Exponentially decaying variable I have a variable which decays very quickly (exponentially). I want to transform it in a way it maintains "exponentially decaying" property but which will allow me to control the "speed" of a decay.
original <- c(100, 80, 70, 65, 64, 63, 63, 63, 63, 62, 62, 61);
plot(original);
target <- c(100, 90, 70, 60, 65, 64, 64, 63, 63, 63, 63);

target is decaying much slower.

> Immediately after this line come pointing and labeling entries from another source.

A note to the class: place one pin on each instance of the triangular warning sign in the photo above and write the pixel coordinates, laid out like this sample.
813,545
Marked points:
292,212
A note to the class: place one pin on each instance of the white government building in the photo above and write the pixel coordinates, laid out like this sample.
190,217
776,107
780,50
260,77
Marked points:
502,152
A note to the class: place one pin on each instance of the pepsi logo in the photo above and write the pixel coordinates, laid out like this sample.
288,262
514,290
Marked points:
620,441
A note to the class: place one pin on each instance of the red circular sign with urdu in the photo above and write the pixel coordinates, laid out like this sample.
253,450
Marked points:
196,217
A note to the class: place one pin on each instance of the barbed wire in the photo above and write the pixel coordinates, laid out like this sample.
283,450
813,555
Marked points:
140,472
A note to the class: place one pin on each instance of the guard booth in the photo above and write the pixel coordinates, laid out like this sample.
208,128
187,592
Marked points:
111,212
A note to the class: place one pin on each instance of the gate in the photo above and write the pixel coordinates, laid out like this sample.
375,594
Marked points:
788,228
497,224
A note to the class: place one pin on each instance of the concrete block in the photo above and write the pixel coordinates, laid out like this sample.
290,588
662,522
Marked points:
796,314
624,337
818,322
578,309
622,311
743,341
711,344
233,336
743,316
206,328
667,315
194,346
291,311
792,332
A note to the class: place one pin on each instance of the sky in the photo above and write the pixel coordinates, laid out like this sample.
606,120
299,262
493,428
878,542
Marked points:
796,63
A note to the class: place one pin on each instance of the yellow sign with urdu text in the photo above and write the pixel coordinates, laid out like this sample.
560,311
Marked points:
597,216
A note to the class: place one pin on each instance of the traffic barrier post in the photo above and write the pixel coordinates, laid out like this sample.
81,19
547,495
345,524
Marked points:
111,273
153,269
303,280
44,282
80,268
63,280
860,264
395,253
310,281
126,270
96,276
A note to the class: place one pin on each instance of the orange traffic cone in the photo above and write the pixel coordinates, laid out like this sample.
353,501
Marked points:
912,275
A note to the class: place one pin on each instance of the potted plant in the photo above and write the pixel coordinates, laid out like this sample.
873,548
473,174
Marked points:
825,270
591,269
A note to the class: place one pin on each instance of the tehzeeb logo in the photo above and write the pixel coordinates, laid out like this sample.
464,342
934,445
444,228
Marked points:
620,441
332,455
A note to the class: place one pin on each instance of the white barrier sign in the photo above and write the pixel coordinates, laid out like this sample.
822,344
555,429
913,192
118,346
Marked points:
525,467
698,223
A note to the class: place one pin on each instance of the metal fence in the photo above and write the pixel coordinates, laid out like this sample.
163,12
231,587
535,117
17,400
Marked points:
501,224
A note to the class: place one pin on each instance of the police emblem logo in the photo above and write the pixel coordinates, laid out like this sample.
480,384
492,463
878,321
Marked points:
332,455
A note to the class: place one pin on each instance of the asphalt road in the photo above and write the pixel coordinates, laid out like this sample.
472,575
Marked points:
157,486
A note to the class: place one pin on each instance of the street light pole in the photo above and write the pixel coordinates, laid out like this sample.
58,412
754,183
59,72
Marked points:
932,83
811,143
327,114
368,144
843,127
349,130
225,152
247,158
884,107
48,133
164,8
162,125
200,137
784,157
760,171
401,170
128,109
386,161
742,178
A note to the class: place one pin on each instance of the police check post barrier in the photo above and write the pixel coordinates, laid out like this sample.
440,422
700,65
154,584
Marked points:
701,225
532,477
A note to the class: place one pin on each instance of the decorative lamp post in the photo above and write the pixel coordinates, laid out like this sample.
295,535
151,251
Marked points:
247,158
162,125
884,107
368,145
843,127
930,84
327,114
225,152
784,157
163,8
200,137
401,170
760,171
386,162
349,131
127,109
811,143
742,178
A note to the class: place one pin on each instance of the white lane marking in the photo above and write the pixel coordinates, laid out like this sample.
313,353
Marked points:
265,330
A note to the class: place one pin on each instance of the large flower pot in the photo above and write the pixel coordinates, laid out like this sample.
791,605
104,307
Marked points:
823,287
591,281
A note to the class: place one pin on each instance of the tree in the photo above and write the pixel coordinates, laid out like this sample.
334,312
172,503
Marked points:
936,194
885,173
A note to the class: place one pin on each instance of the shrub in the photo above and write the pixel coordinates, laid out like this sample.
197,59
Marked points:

I want to be able to controll for that.
How do I do that?
 A: Exponentiate it. 
If your variable decays exponentially then it decays like $y = e^{-\delta t}$, so the rate of decay is $\delta$. Well then $y^{\alpha} = e^{-\delta \alpha t}$ so the new rate of decay is $\delta \alpha$. Choose $\alpha$ to make that product as small or as large as you want. 
A: Rescale it.
Specifically, I am supposing that by "exponential decay" of $X$ you mean that when $x$ is sufficiently large, $\Pr(X \gt x) \sim \exp(-\lambda x)$ for a positive constant $\lambda$ which measures the "speed" of the decay.  Let $\alpha \gt 0$ and write $Y = \alpha X$ for the scaled version of $X$.  Then
$$\Pr(Y \gt y) = \Pr(\alpha X \gt y) = \Pr(X \gt y/\alpha) \sim \exp(-\lambda (y/\alpha)) = \exp(-(\lambda/\alpha) y),$$
showing that the speed of decay of $Y$ equals $\lambda/\alpha$.
Thus, if you want to transform $X$ to have a decay rate of $\mu$, solving for $\lambda/\alpha = \mu$ yields 
$$Y = \lambda X /\mu$$
as a solution.  (There are other transformations of $X$ having $\mu$ as a decay rate, but this is arguably the simplest.)